My Kind Of Town

chicago-skyline-day-2

  Next time you stay overnight in Chicago and get up for your morning run, make sure to go south along the lake a bit, past the Shedd Aquarium, and then east out the Solidarity Drive peninsula to the Adler Planetarium.  Then turn around and look back. 

  You will see why the Economist called it “…architecturally the most interesting city in America”.  And a better point of vantage could not be had.  If done just as I described you’ll already be on an endorphin high and with your first look, your breath will be taken away as it was just after first hearing the major movement of some great piece of music.  You will agree with (Chicagoan) Frank Lloyd Wright that “architecture is nothing more than frozen music”.
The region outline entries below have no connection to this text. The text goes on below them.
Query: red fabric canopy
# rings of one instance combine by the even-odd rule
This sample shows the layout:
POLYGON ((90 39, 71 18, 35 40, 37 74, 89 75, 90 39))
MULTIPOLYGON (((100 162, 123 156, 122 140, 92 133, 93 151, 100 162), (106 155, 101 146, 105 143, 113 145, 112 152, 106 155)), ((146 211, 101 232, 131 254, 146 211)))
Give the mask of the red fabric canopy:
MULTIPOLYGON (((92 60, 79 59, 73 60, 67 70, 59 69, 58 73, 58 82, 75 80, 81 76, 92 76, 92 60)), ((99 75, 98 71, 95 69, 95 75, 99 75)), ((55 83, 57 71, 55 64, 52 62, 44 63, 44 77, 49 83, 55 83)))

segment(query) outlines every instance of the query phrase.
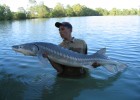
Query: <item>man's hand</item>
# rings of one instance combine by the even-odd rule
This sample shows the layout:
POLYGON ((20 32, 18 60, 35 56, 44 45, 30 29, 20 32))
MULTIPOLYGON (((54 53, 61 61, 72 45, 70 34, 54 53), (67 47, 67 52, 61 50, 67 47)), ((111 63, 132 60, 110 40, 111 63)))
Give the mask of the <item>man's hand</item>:
POLYGON ((94 62, 93 64, 92 64, 92 66, 94 67, 94 68, 97 68, 97 67, 99 67, 99 66, 101 66, 99 63, 97 63, 97 62, 94 62))

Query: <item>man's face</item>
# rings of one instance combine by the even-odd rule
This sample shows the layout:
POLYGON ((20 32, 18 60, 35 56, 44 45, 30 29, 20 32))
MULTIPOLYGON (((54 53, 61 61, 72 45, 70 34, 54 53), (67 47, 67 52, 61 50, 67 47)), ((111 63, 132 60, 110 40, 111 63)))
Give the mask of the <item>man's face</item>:
POLYGON ((71 35, 71 29, 64 27, 64 26, 60 26, 59 33, 63 39, 68 39, 69 36, 71 35))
  With each repeat of this experience, I get the feeling that the final reverberation ended just the second before I turned.  Instruments are at rest.  Orchestra standing about to bow.  Remember – this is far removed from the sounds of the city.  In the early AM there is near silence out there.

  When I noticed a nearby statue I figured it must be of a great composer, seated, listening to a performance of his finest work.  Upon closer inspection however, it turned out to be of Copernicus which in a sense is just as appropriate.

  Chicago’s architecture would not be nearly so moving and dramatic had it not been for the great fire of 1871 which burned a wide swath to the ground.  From the ashes arose what is there now there to be seen.  A big bang of sorts.  It thus makes sense to have that important early cosmologist looking upon what hath been wrought.

KC-GULL-3C-830PM_MET 0624 C03 KOZ24

  It is especially fulfilling to consider this particular measure of the built environment as of a whole rather than of its pieces.  It is a nearly perfect oeuvre of quite large scale and, in comforting contrast to the terror and turmoil about these days, shows what can be achieved through harmonious collaboration. 

  Iris Murdoch wrote: “Good art, whatever its style, has qualities of hardness, firmness, realism, clarity, detachment, justice, truth.  It is the work of a free, unfettered, uncorrupted imagination.  Whereas bad art is the soft, messy self-indulgent work of an enslaved fantasy.  Pornography is at one end of that scale, great art at the other end.”*   Hardness, firmness, realism; doesn’t that sound like Chicago?

  It is incredible to learn that the city was built upon a swamp; that its name relates to the onions found therein by Native Americans; and that the land from Michigan Avenue to the lake was reclaimed and filled with the conflagration’s remains;

  As Carl Sandburg wrote in his Chicago Poems:

Come and show me another city with lifted head singing
so proud to be alive and coarse and strong and cunning

  And:

By night the skyscraper looms in the smoke and the stars
and has a soul

  My kind of town.

chicago-skyline-night

One Response to “My Kind Of Town”

  1. Andrew Says:

    I think the feeling/idea of a living city and even “architecture is frozen music” is attempting to get at a larger relatively new concept. Non linear and self-organization theories are currently in their Renaissance.

    Since non linear theory can be applied to almost any facet of life, many different disciplines are researching with them. What it says basically is that at every scale and dimension of life and design an organic constantly evolving and adapting relationship determines the character and form. It is not a single vector path from start to end.

    A city is a living organism just the same as a single building is. Similarly a single individual is a living organism just the same as a flock of sparrows has characteristics of a living organism.

    Think of the streets in a city as its veins and the occupants as the single cells. The buildings as skeleton and the power lines as the nervous system, etc.

    The growth of a city over time follow the same rules and patterns that malignant cancer does. This never ending reconfiguration of form and function and part to whole is what makes life and cities so exciting and ever changing. Pick anything you want, and a non linear theory can explain it. Simple rules can explain extremely complex things.

    The sublime feeling of awe we get is the realization that everything relates. It is the simplistic beauty of complex phenomena that takes your breathe away.

    One of my favorites to watch is flocks of swallows.